The 4th Alpine Division "Cuneense" () was a division of the Royal Italian Army during World War II, which specialized in mountain warfare. The headquarters of the division was in the city of Cuneo, and the majority of its Alpini soldiers were drafted from the surrounding Province of Cuneo - hence the division's name "Cuneense". The division participated in all Italian World War II campaigns with the exception of the North African Campaign. The division was annihilated during Operation Little Saturn by Soviet forces in January 1943.

History 
The division's lineage begins on 19 October 1933 when the 1st Alpini Regiment in Mondovì and 2nd Alpini Regiment in Cuneo left the 1st Alpine Division "Taurinense" and entered the newly raised IV Alpine Brigade in Cuneo. On 27 October 1934 the brigade changed its name to IV Superior Alpine Command, which received the name Cuneense in December of the same year (). The command received the newly formed 4th Mountain Artillery Regiment in Cuneo on 1 January 1934. 

On 31 October 1935 the IV Superior Alpine Command "Cuneense" was reformed as 4th Alpine Division "Cuneense" with the 1st and 2nd Alpini regiments and the 4th Alpine Artillery Regiment.
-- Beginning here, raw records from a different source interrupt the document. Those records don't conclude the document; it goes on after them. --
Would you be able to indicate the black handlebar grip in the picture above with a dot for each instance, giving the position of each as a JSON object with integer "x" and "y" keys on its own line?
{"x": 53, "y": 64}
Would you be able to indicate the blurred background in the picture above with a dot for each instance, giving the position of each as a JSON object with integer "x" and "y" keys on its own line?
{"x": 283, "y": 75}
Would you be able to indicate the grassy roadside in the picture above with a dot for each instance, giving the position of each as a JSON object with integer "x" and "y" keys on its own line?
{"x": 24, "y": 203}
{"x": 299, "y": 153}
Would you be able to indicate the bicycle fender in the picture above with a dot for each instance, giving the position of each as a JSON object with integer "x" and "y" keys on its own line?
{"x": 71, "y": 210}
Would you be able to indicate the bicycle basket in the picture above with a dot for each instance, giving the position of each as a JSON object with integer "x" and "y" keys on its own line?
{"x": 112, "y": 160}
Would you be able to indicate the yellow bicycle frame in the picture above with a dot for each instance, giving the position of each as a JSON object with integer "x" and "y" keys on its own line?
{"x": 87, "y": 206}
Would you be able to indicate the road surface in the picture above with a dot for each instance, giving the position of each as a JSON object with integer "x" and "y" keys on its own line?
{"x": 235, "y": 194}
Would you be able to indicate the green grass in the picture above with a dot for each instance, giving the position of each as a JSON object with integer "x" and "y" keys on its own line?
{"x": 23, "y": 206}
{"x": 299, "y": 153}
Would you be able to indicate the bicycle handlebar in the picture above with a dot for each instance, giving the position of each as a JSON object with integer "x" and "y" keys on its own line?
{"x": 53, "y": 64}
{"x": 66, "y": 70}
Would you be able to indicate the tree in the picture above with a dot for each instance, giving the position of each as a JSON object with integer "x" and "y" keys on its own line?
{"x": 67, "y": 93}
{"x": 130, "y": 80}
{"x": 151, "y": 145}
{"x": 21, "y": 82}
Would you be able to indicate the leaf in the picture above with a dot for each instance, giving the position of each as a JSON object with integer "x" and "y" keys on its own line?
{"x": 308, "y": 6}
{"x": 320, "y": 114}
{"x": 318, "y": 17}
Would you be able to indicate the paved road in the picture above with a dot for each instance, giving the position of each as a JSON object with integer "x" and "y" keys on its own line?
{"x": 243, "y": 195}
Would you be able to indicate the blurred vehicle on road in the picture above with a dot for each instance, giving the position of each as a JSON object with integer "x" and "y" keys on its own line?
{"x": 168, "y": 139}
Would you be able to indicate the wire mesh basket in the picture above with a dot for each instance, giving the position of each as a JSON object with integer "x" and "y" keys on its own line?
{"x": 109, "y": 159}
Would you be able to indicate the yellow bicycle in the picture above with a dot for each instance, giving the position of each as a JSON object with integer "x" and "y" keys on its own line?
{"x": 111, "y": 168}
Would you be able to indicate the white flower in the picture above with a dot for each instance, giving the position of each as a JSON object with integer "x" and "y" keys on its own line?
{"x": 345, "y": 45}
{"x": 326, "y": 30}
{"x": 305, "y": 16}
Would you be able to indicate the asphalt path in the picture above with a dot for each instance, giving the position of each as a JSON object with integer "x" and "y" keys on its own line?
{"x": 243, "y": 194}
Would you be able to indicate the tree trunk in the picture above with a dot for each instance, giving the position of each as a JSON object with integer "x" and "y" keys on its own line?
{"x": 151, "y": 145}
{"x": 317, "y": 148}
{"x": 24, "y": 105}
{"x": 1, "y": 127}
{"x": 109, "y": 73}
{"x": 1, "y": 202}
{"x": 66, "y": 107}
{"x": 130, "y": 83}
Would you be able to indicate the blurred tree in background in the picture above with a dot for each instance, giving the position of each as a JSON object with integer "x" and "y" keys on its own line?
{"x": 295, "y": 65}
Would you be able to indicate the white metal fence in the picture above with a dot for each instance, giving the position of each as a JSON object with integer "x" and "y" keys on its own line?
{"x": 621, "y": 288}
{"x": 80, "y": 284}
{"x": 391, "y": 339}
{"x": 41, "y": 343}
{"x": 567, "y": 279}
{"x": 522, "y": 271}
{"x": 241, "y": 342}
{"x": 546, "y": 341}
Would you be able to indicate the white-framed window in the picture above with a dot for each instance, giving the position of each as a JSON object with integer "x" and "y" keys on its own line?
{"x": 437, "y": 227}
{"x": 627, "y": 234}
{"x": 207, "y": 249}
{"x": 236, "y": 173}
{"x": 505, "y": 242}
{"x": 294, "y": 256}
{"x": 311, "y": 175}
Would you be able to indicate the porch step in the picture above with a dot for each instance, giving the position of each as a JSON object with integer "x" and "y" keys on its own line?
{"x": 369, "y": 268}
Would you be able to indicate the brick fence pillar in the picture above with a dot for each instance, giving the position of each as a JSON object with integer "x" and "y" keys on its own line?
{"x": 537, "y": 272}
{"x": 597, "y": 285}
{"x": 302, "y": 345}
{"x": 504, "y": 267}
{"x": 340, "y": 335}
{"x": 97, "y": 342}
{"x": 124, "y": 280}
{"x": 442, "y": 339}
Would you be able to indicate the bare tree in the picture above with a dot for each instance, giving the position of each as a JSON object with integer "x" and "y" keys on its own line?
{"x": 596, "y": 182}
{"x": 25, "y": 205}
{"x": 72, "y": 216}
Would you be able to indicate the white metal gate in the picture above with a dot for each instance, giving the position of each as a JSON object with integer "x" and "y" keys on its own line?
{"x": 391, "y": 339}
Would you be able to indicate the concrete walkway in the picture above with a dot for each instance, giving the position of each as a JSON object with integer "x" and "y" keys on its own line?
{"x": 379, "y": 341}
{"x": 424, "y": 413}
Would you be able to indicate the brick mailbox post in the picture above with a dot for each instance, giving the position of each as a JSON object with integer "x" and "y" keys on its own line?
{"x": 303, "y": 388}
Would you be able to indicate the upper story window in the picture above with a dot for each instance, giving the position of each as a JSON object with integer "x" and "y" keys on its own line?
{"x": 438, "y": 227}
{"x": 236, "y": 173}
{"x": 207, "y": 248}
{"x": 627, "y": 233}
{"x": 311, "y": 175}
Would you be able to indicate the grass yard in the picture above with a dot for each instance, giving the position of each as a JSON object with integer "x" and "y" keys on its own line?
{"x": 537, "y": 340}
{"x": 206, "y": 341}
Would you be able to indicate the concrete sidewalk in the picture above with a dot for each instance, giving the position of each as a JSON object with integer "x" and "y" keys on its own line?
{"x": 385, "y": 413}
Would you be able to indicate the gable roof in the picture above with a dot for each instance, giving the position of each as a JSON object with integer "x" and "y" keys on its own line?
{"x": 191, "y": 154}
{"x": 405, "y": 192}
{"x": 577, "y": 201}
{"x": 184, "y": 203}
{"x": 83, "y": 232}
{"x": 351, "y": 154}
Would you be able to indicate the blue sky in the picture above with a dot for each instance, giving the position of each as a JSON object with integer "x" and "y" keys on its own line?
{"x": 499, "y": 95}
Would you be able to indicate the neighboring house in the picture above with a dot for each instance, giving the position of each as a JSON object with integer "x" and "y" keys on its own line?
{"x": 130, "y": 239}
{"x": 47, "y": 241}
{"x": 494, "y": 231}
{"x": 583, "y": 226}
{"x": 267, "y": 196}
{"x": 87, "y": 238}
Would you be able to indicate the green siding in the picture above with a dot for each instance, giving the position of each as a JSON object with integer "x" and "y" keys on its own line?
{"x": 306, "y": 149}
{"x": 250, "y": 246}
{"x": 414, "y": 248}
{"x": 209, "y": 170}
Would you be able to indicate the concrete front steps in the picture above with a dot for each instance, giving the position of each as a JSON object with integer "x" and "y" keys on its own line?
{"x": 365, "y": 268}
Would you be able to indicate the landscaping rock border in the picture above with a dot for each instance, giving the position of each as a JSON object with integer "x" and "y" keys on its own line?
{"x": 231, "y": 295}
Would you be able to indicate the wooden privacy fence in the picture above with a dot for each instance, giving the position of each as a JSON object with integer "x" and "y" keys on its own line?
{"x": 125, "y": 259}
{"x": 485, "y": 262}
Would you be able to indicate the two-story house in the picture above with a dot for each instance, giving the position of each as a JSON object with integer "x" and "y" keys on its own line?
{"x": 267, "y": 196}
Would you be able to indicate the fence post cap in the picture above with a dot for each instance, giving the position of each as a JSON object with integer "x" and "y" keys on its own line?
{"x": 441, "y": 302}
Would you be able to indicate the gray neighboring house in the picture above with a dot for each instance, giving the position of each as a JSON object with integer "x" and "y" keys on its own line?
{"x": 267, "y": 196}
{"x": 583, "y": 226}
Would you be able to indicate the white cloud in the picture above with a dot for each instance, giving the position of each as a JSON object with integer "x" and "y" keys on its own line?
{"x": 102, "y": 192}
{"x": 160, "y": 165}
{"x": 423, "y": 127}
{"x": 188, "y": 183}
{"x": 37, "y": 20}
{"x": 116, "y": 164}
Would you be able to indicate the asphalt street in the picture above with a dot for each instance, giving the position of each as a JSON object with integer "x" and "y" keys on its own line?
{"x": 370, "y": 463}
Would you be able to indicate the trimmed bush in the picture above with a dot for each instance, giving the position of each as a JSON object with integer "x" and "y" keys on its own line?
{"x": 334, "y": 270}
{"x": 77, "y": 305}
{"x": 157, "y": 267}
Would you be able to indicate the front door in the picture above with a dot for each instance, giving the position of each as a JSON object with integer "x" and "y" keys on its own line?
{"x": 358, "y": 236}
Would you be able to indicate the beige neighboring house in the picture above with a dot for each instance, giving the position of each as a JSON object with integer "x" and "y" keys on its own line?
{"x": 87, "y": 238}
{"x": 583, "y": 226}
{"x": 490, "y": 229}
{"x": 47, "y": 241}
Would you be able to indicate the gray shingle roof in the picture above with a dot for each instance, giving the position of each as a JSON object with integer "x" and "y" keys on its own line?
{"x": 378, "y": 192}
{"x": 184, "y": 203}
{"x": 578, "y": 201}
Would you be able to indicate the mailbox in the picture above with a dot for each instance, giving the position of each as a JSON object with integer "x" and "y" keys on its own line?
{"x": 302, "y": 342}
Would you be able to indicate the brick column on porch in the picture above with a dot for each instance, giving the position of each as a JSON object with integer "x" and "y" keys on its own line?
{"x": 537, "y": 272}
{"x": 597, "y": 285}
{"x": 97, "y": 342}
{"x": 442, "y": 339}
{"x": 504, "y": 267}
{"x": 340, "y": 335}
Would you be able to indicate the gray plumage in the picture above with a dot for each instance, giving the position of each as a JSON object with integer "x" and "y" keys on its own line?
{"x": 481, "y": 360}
On 25 December 1935 the Cuneense temporarily transferred its Alpini battalions "Pieve di Teco" and "Saluzzo" and one of its artillery batteries to the 5th Alpine Division "Pusteria" for the Second Italo-Ethiopian War.

World War II

Invasion of France 
The division participated in the Italian invasion of France in June 1940. On 22 June it entered French territory in the Chabriere and Mary valleys.

Greco-Italian War 
In December 1940 the division was sent as reinforcements to Albania for the Greco-Italian War. Between 15-17 December 1940 the division's units entered the front in the upper Devoll valley and inserted in 23 November the division had entered the front in the upper Devoll valley. On 18 March 1941 the division was taken out of the front and sent to Berat. At the end of March the division deployed to the Yugoslav-Albanian border for the upcoming Invasion of Yugoslavia. On 10 April the division crossed the border and advanced to Debar in Macedonia. After the war's conclusion the division returned to Italy in May 1941.

Soviet Union 
The Tridentina was one of the ten Italian divisions of the Italian Army in Russia, which fought on the Eastern Front. In July 1942 the division, together with the 2nd Alpine Division "Tridentina" and the 3rd Alpine Division "Julia" formed the Alpine Army Corps, which was transferred to Eastern Ukraine. In July 1942 the division arrived in Izium from where it marched eastwards to Millerovo and then onward to the Don river. The Italian units covered part of the left flank of the German 6th Army, which spearheaded the German summer offensive of 1942 into the city of Stalingrad.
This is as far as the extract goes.